Swissmedic stellt Mängel bei Hygiene von Medizinprodukten fest
Das Schweizerische Heilmittelinstitut Swissmedic hat bei Spital-Inspektionen Mängel bei der Reinigung und Sterilisation von Medizinprodukten festgestellt. Es erkannte aber auch, dass Spitäler Massnahmen zur Verbesserung der Produktsicherheit ergriffen haben.

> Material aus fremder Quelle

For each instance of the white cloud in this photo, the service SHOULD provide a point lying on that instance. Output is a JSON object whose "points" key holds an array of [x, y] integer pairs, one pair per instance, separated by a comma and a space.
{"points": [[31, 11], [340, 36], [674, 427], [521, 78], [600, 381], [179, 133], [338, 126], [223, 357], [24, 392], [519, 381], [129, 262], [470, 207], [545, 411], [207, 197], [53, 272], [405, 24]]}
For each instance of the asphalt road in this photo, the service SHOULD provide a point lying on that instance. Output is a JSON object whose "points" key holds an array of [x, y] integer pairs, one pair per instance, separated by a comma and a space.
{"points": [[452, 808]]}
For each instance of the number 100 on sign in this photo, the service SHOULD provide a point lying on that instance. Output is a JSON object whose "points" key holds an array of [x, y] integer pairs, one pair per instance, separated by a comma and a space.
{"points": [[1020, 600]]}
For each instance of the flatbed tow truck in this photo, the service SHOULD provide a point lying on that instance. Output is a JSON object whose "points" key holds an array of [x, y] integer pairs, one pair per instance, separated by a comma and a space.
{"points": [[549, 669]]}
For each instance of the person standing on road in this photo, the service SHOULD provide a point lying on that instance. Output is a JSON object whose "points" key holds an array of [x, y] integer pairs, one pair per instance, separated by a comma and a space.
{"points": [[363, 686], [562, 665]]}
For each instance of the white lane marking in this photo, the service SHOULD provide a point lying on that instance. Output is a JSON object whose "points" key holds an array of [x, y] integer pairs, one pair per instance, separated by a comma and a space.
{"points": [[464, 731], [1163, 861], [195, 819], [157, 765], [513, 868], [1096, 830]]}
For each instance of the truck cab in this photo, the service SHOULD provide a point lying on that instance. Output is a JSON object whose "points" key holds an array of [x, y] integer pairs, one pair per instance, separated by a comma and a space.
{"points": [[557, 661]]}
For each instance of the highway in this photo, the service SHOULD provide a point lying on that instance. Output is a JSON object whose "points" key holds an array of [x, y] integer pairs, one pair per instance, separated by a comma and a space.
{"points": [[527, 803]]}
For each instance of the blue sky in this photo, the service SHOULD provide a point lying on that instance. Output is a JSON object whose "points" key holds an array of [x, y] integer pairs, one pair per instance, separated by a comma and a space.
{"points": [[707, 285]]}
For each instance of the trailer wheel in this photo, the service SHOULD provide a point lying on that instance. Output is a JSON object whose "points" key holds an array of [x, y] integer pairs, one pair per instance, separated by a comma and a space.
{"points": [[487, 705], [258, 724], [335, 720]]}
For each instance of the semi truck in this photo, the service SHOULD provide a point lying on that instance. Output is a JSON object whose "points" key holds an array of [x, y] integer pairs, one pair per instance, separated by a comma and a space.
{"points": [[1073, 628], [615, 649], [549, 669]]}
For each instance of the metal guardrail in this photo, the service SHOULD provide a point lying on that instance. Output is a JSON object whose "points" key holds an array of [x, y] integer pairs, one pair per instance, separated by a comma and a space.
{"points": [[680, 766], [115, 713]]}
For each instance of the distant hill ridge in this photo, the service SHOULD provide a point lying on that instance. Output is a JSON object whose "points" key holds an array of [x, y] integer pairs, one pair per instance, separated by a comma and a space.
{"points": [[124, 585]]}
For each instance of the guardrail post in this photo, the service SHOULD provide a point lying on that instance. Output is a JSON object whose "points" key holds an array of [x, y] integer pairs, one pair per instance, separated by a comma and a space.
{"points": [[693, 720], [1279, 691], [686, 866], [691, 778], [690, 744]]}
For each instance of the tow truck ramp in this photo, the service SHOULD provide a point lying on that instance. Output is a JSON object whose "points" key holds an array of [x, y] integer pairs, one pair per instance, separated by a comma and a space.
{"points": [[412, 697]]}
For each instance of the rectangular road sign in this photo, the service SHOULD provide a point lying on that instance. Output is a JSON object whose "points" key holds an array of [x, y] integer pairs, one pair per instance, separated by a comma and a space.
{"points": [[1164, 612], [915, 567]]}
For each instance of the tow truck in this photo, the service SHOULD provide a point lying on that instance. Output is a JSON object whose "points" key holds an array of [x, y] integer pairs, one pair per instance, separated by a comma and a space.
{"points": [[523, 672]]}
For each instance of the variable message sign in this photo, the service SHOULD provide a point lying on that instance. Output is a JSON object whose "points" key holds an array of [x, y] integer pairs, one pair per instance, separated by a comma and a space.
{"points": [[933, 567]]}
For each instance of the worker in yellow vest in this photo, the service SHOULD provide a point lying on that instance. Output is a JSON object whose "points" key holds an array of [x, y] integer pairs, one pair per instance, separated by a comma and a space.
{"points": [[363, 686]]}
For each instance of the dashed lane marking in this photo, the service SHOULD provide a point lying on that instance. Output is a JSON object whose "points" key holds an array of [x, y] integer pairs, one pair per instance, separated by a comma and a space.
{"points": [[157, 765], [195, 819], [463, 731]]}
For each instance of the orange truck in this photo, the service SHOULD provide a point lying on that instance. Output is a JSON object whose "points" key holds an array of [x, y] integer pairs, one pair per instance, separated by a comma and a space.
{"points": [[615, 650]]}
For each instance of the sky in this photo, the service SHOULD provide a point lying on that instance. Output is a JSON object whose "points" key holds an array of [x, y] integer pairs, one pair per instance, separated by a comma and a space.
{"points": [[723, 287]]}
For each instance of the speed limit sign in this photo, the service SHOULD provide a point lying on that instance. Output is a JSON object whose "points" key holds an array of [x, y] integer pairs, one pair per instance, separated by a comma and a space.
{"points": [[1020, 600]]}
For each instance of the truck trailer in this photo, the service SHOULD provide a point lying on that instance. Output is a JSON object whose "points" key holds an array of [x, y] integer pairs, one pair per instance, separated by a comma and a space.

Durchgeführt worden seien 28 Inspektionen in 26 Schweizer Spitälern und 2 Dienstleistungsfirmen in den Bereichen Aufbereitung, Instandhaltung und des Systems zur Erfassung und Meldung schwerwiegender Vorkommnisse von Medizinprodukten, teilte Swissmedic am Donnerstag mit. Dabei sei das Heilmittelinstitut auf bekannte Schwachstellen gestossen.
Diese betrafen gemäss Communiqué Mängel bei der Reinigung, der Desinfektion und der Sterilisation von Medizinprodukten in den Aufbereitungsstationen und Endoskopieabteilungen. Diese seien auf mangelnde Qualifikation des Personals und ungenügende Infrastruktur zurückzuführen gewesen.
Anzeichen auf eine akute Gefährdung von Patientinnen und Patienten seien aber nicht festgestellt worden. In einzelnen Fällen hätten aber Sofortmassnahmen verfügt werden müssen, um die Sicherheit von Medizinprodukten zu garantieren.
Positiv hält Swissmedic fest, dass mehrere Spitäler eigenständig Massnahmen zur Verbesserung der Produktsicherheit ergriffen hätten. Die Marktüberwachung habe also eine präventive Auswirkung, so das Heilmittelinstitut.